No Boundaries: Dennis Bovell's Baker's Dozen
Neil Kulkarni , October 20th, 2021 09:48

From his time working on classics like The Pop Group's Y, The Slits' Cut and Janet Kay's Silly Games, to the inspiration of Jimi Hendrix and The Beatles, Dennis Bovell takes Neil Kulkarni through his thirteen favourite records


Booker T & The MGs – Green Onions

tQ: Am I right in thinking you played ‘Green Onions’ in a school assembly once?

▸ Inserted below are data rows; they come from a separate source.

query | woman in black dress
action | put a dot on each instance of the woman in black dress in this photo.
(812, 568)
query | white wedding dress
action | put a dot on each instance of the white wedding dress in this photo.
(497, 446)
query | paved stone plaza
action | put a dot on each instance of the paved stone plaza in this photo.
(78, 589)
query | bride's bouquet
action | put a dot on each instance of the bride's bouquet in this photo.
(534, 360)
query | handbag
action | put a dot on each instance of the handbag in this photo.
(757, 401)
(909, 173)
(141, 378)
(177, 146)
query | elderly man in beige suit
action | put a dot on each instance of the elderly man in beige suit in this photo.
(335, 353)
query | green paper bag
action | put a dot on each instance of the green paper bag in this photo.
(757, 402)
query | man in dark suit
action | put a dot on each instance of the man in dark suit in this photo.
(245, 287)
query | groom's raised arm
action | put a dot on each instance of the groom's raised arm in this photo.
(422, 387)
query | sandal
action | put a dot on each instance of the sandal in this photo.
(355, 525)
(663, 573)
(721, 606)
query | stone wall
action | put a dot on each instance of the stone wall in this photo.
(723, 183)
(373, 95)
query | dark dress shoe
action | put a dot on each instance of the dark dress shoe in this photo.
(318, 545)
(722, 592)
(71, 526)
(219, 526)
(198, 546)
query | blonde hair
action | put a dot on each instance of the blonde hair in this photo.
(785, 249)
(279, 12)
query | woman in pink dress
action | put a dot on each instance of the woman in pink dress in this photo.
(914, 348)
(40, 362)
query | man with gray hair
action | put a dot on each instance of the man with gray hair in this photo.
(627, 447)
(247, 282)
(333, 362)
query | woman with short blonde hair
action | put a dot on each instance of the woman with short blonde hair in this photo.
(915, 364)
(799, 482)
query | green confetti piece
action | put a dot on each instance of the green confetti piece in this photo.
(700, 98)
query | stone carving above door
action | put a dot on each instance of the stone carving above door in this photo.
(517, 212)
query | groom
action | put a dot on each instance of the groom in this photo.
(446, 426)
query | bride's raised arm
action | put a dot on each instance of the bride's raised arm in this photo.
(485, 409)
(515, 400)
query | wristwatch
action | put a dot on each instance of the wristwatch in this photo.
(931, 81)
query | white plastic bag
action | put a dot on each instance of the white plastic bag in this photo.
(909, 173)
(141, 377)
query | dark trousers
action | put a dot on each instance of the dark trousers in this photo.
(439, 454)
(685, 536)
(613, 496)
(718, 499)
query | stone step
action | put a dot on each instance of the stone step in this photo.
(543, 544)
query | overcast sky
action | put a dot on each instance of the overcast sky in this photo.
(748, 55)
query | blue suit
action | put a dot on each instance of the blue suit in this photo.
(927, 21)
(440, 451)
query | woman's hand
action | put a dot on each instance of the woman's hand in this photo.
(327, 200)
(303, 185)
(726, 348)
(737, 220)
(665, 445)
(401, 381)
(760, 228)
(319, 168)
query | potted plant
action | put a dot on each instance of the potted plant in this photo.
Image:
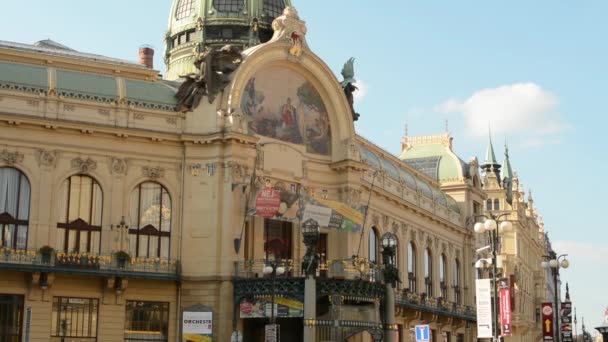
(45, 254)
(122, 258)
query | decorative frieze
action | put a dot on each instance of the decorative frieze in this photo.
(84, 166)
(11, 158)
(153, 172)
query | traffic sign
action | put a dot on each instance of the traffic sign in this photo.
(423, 333)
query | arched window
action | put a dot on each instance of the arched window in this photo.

Yeah! It was my first time ever playing the bass. I was only in the second year of secondary school but some older boys, from the fifth year had heard me play guitar but needed a bass player for this school-assembly gig. I didn’t even have a bass guitar - a white friend of mine, who we called ‘whitey’! - let me borrow his bass. Thing is - this guy was in the band Greyhound, who had had a hit and been on Top Of The Pops with ‘The Ink Is Black’ and he played this super cool bass - ice blue in colour which was striking at a time when nearly all guitars were just red or black. So, there I am at this school assembly playing covers like ‘Green Onions’ and these older boys tell me to stand on top of the piano so everyone can see the Top Of The Pops bass! Playing different types of music with these older guys I realised when one of them said to me ‘Dennis, there’s only one Jimi Hendrix’ that I wanted to play bass and push more into playing reggae. Booker T & The MGs were really important to me because it was so great to see a band with black and white people in. Multiracial bands really weren’t that common at that time so that was inspirational to see. That kind of racial unity.